Esse atentado representou o fim de um processo de dialogo empreendido pelo Governo de José Luis Rodríguez Zapatero para buscar uma saída negociada à violência.

Além disso, ele é vinculado diretamente ao assassinato de dois jovens guardas civis Raúl Centeno e Fernando Trapero, baleados em 1º de dezembro na cidade francesa de Capbreton, após serem vistos por membros da ETA na cafeteria de um posto de gasolina.

O ministro do Interior destacou hoje o fato de que em apenas seis meses o ETA perdeu seu chefe militar e a seu chefe "político", este último Francisco Javier López Peña "Thierry", detido em maio também na França, na cidade de Bordeaux.
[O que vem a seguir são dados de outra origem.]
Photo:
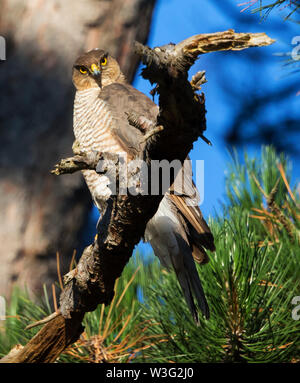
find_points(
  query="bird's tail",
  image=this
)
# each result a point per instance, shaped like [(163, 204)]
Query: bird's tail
[(175, 253)]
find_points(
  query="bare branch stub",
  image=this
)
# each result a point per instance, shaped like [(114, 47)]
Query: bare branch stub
[(182, 118)]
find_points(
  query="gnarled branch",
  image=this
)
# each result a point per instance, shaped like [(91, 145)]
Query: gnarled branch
[(182, 116)]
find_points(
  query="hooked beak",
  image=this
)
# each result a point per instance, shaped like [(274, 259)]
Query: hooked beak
[(95, 69), (96, 72)]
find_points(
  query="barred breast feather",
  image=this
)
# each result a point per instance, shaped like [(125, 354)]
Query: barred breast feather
[(92, 123)]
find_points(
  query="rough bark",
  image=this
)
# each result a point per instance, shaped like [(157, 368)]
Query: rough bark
[(182, 116), (42, 214)]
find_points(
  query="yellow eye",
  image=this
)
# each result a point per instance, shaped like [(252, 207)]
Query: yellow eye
[(103, 61), (82, 70)]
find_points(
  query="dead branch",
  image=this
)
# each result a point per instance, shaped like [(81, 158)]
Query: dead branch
[(182, 118)]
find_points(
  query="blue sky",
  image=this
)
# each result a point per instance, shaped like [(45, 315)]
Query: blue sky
[(175, 20)]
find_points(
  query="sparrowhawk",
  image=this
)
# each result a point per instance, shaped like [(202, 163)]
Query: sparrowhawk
[(177, 232)]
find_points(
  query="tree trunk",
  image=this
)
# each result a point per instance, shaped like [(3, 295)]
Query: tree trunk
[(42, 214)]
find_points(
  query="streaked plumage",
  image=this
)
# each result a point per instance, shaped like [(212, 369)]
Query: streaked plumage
[(178, 233)]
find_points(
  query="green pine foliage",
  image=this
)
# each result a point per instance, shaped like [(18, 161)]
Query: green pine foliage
[(249, 282)]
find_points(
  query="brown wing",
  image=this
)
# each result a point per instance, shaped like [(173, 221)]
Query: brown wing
[(122, 98)]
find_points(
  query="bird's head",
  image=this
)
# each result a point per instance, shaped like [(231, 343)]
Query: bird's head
[(96, 68)]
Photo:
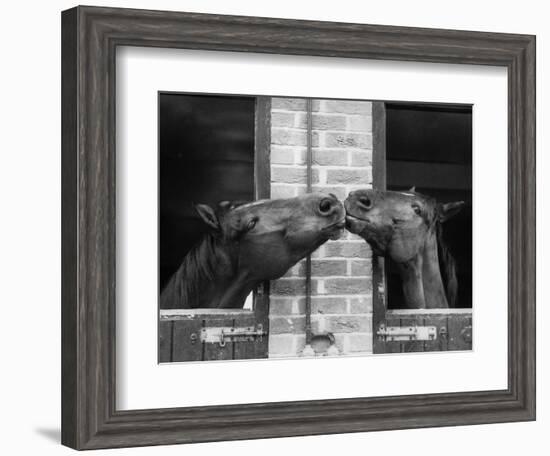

Garikoitz Aspiazu tem 22 julgamentos pendentes na Espanha, entre eles o do assassinato dos dois guardas civis em Capbreton e o do atentado no aeroporto de Madri-Barajas, por que pode ser entregue em breve de forma temporária pelas autoridades francesas à Justiça espanhola.

A casa onde ele foi detido, junto com Leire López Zurutuza, em Cauterets, próxima à fronteira com a Espanha, havia sido alugada na quinta-feira para estadia de uma semana.

Em seu interior foram encontrados dois computadores portáteis, duas pistolas, material de informática e documentação falsa britânica, francesa e espanhola, além de uma peruca utilizada por Txeroki.

O presidente do Governo espanhol destacou o "duro golpe" que sofreu hoje o ETA com a detenção de seu chefe militar, que classificou de "uma ação determinante" o fim da quadrilha.

A detenção representa, acrescentou, que "hoje o ETA é mais frágil e a democracia espanhola, mais forte", mas ao mesmo tempo advertiu que a organização terrorista "não perdeu sua capacidade de causar dor" e que a luta contra o terrorismo é "longa".

Zapatero falou com o presidente francês, Nicolas Sarkozy, para lhe agradecer pelo trabalho que permitiu a detenção e ambos combinaram de se reunir para avaliar o trabalho conjunto de política antiterrorista em uma data ainda por decidir.

A detenção de Txeroki foi celebrada pelas forças políticas espanholas e as associações de vítimas do terrorismo.

O líder da oposição, o presidente do Partido Popular, Mariano Rajoy, disse que "detê-los, aplicar-lhes a lei e colocar-lhes na prisão" é o único caminho com os terroristas.

O Governo basco, através de seu porta-voz Miren Azkarate, classificou a prisão de "boa notícia" e expressou o "apoio total" do Executivo dessa comunidade autônoma do norte da Espanha à atuação policial contra o ETA.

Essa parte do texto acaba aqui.